Tuesday, May 28, 2019

IRS Issues 2020 Inflation-Adjusted Amounts For Health Savings Accounts



In a new Revenue Procedure (Rev Proc 2019-25, 2019-22 IRB), the IRS has provided the 2020 inflation-adjusted contribution, deductible, and out-of-pocket expense limits for health savings accounts (HSAs). 



HSA basics. 
Eligible individuals may, subject to statutory limits, make deductible contributions to an HSA. Employers and other persons (e.g., family members) also may contribute to an HSA on behalf of an eligible individual. Generally, employer contributions are treated as employer-provided coverage for medical expenses under an accident or health plan and are excludable from income.

In general, a person is an "eligible individual" if he or she is covered under a high deductible health plan (HDHP) and is not covered under any other health plan, unless the other coverage is permitted insurance (e.g., for worker's compensation, a specified disease or illness, or providing a fixed payment for hospitalization). General purpose health accounts, such as flexible spending accounts (FSAs) and health reimbursement arrangements (HRAs), constitute "other coverage" that will usually preclude HSA eligibility. However, exceptions apply for, among other things, FSAs and HRAs that provide only certain benefits, such as dental and vision, and those imposing high annual deductibles.

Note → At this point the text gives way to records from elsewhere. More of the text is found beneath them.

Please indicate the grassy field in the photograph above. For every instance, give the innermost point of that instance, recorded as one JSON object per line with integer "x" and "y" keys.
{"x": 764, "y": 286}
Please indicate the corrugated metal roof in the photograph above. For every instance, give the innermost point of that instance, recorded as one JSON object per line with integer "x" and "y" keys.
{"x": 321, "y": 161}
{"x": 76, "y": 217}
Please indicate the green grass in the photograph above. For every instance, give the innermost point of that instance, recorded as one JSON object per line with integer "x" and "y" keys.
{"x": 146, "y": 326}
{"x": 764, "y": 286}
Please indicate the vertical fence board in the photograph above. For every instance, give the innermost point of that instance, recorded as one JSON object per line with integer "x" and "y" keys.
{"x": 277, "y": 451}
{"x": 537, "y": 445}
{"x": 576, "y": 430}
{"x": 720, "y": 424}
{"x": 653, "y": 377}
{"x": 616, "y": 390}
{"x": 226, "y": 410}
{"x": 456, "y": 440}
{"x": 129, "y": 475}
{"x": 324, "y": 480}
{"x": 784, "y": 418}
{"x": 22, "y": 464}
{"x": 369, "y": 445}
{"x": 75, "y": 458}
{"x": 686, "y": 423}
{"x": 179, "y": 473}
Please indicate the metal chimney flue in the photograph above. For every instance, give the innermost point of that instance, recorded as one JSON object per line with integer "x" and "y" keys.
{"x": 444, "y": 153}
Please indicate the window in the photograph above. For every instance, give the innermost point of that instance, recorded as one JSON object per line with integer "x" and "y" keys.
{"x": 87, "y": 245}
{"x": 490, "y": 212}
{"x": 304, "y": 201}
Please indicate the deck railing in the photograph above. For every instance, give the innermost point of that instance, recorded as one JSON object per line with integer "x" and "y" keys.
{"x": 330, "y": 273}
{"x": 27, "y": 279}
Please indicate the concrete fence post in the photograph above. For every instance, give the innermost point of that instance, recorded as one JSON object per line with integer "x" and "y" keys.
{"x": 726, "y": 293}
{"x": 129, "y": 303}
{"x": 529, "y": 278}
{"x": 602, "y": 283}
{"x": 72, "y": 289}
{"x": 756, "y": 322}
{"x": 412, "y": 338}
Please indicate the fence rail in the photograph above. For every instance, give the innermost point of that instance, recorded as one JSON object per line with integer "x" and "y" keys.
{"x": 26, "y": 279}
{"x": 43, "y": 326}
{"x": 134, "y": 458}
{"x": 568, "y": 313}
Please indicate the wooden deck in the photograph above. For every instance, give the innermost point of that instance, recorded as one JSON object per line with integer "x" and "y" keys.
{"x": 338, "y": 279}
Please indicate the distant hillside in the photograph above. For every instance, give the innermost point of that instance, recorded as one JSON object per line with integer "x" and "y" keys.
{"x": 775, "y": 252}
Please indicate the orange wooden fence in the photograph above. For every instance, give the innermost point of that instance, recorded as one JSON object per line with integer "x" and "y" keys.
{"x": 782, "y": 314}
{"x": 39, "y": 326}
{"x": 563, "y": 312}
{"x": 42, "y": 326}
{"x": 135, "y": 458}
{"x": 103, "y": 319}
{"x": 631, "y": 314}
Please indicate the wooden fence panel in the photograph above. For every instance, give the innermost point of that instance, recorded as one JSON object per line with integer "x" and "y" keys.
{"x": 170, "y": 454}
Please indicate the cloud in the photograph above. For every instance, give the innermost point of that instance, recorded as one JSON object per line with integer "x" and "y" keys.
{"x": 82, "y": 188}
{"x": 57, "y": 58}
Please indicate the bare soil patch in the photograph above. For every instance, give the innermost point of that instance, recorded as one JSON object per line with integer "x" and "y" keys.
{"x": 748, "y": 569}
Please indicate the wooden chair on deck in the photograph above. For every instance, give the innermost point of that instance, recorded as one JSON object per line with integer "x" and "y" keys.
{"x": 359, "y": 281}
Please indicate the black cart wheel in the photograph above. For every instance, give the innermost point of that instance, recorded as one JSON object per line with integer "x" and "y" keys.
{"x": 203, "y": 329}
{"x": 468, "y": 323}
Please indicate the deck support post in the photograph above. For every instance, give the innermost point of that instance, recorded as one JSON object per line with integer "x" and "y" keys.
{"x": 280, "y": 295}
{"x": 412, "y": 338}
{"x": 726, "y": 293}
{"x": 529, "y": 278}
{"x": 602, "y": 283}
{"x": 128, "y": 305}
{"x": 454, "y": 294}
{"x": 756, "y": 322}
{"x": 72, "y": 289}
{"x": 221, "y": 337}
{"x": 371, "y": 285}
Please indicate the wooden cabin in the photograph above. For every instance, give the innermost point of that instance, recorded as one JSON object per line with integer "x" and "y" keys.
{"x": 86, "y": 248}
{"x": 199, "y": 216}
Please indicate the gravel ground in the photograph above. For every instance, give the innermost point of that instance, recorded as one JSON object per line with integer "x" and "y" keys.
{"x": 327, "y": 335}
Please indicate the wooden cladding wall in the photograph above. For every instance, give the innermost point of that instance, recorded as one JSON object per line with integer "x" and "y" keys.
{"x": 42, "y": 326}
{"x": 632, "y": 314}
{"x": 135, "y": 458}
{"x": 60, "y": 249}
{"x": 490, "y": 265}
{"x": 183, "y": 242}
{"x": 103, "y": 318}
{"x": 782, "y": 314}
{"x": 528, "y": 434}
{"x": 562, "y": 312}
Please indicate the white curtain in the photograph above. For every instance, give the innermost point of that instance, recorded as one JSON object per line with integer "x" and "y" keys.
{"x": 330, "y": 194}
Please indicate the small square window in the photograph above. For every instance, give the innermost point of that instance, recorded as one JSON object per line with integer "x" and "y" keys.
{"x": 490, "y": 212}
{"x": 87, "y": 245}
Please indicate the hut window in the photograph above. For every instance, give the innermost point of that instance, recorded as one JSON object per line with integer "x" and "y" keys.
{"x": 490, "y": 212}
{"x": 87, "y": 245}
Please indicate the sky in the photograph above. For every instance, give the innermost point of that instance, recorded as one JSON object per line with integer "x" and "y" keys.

HSA distributions not used to pay for qualifying medical expenses generally are included in income and are subject to a 10% penalty tax.

Annual contribution limitations for 2020. 
For calendar year 2020, the limitation on deductions under Code Sec. 223(b)(2)(A) for an individual with self-only coverage under an HDHP is $3,550 (up from $3,500 for 2019). For calendar year 2020, the limitation on deductions under Code Sec. 223(b)(2)(B) for an individual with family coverage under an HDHP is $7,100 (up from $7,000 for 2019).

HDHP for 2020. For calendar year 2020, an HDHP is defined under Code Sec. 223(c)(2)(A) as a health plan with an annual deductible that is not less than $1,400 (up from $1,350 for 2019) for self-only coverage or $2,800 (up from $2,700 for 2019) for family coverage, and with respect to which the annual out-of-pocket expenses (deductibles, co-payments, and other amounts, not including premiums) do not exceed $6,900 (up from $6,750 for 2019) for self-only coverage or $13,800 (up from $13,500 for 2019) for family coverage.